Для меня ясна параллель с девятнадцатым веком. Там царили Пушкин и Лермонтов, в двадцатом веке место Пушкина, безусловно, принадлежит Александру Блоку, а линию Лермонтова продолжил Николай Гумилев. Другого предложить некого. Что будет в нашем веке — не знаю. Пока никого равного им не вижу.
Вот потому так важны коктебельские Гумилёвские ежегодные встречи, потому я низко кланяюсь подвижнику Крыма, организатору этих встреч Вячеславу Ложко. Немало премий есть в запасе у Союза писателей России и Крыма. Только у меня наберется с десяток малых и больших лауреатских званий, но, получив в этом году премию Николая Гумилёва, буду теперь гордо писать: лауреат премии Николая Гумилёва и других. Гумилёв — это наша дорога в будущее, наше предчувствие нового героического броска вперёд.
Много их, сильных, злых и веселых,
Убивавших слонов и людей,
Умиравших от жажды в пустыне,
Замерзавших на кромке вечного льда,
Верных нашей планете,
Сильной, злой и веселой,
Возят мои книги в седельной сумке…
Со мною из Москвы приехали в Коктебель Игорь Янин, Виктор Линник, Юрий Лопусов с супругой. В Коктебеле мы встретили ведущих поэтов Крыма Георгия Мельника, нашего Франсуа Вийона, Вячеслава Качурина, мою однофамилицу Ольгу Бондаренко.
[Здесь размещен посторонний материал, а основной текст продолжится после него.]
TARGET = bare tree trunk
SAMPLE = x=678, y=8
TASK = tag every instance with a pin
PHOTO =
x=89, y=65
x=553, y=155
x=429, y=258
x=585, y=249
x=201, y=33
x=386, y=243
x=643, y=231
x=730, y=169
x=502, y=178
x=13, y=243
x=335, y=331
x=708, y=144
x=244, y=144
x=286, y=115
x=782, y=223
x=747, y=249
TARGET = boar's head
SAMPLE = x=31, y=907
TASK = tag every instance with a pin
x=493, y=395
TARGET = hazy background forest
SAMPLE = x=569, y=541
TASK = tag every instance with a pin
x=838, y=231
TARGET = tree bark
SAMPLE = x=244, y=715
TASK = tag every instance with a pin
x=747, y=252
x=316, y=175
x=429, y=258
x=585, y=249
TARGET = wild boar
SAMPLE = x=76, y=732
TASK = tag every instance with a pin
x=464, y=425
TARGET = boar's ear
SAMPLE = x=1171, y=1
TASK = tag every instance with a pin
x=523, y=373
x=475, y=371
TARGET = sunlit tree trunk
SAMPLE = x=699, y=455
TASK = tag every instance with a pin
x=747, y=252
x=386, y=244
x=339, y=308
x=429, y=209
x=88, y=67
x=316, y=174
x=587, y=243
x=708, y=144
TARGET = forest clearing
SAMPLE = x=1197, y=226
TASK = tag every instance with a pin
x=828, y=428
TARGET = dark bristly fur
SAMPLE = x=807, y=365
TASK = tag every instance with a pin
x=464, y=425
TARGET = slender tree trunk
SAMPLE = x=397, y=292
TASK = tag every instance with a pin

Все торжественные мероприятия прошли прямо у памятника Николаю Гумилеву. Я рад, что именно в Коктебеле сумели с помощью Славы Ложко установить этот памятник, который еще раз подтверждает, что Крым это — звучащая раковина России. Осенью оттуда на всю страну звучат стихи Максимилиана Волошина, а в апреле — Николая Гумилева. И никакая политика с географией не смогут отделить этот поэтический русский Крым от России.